About 243 million square feet of office leases are set to expire across the country in 2022. Lease expirations are projected to exceed 200 million square feet in each of the following three years as well. Tenants are negotiating shorter lease extensions. The effects of a hybrid work environment will likely mean companies rent less office space.

MJHS inked 138K sf lease at 55 Water Street. Not-for-profit healthcare system MJHS signed a lease for more than 138,000 square feet at 55 Water Street.

Global Relay USA takes 77K sf at Durst’s 1155 Sixth Avenue, moving from 286 Madison Avenue.

Signature Bank adds an additional 33,000 RSF of offices at 1400 Broadway.

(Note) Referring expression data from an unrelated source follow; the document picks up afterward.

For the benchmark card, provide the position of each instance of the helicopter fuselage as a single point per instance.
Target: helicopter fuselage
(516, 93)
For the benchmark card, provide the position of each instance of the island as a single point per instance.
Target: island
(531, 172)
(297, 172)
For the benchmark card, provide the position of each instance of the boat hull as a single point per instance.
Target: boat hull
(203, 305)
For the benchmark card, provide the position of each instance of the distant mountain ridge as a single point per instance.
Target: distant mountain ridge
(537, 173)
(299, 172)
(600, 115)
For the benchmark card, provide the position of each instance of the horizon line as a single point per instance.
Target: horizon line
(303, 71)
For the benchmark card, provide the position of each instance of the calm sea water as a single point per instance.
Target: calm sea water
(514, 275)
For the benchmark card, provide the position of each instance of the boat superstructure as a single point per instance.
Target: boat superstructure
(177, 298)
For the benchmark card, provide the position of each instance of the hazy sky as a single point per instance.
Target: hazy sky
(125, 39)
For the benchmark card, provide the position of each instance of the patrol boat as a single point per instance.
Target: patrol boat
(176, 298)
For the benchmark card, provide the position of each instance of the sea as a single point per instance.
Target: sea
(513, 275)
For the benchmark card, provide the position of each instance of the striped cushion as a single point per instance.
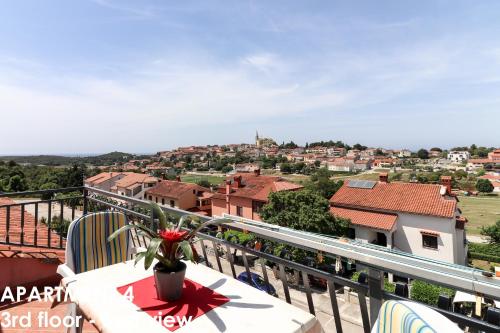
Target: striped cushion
(89, 241)
(397, 317)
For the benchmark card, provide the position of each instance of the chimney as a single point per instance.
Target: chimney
(383, 177)
(446, 182)
(237, 181)
(228, 190)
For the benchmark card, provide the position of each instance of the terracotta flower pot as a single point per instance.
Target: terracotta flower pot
(169, 283)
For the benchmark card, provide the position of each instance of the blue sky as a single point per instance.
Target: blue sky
(142, 76)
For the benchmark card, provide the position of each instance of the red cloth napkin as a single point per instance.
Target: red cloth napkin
(196, 300)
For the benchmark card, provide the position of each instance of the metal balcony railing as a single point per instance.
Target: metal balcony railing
(218, 253)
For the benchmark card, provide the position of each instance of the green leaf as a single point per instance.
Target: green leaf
(139, 226)
(206, 224)
(158, 213)
(119, 231)
(152, 251)
(139, 256)
(185, 247)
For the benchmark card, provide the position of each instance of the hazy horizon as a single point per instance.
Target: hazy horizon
(106, 75)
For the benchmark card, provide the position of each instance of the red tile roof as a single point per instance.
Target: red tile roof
(102, 177)
(29, 227)
(383, 221)
(174, 189)
(423, 199)
(258, 187)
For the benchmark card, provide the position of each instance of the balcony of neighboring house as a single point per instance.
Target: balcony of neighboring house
(32, 244)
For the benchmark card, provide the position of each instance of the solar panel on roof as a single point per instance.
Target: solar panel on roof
(357, 183)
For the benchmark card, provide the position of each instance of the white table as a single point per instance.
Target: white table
(248, 310)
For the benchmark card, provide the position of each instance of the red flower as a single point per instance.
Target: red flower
(172, 236)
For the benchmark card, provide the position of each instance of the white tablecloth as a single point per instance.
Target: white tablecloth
(249, 310)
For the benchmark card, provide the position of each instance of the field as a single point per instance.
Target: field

Hunt Slonem rented 37,000 square feet at Marin Management’s 595 11th Avenue. Slonem signed a five-year lease for the property, where the asking rent was about $52.

Retail:

Retail rent average asking rent in Downtown Broadway fell to $316 per square foot, down 14% from the previous quarter and 22% from last year, the largest year-over-year decline among the 16 corridors.

Average asking rents along Fifth Avenue in the Plaza District fell to $2,524 per square foot, a 5% quarterly drop and 16% year-over-year decline. It was the first time since 2012 that average pricing on the corridor fell below $2,600.

The Taiwanese eatery Din Tai Fung signed a 15-year lease for 26,000-square-foot at its first New York City location, 1633 Broadway.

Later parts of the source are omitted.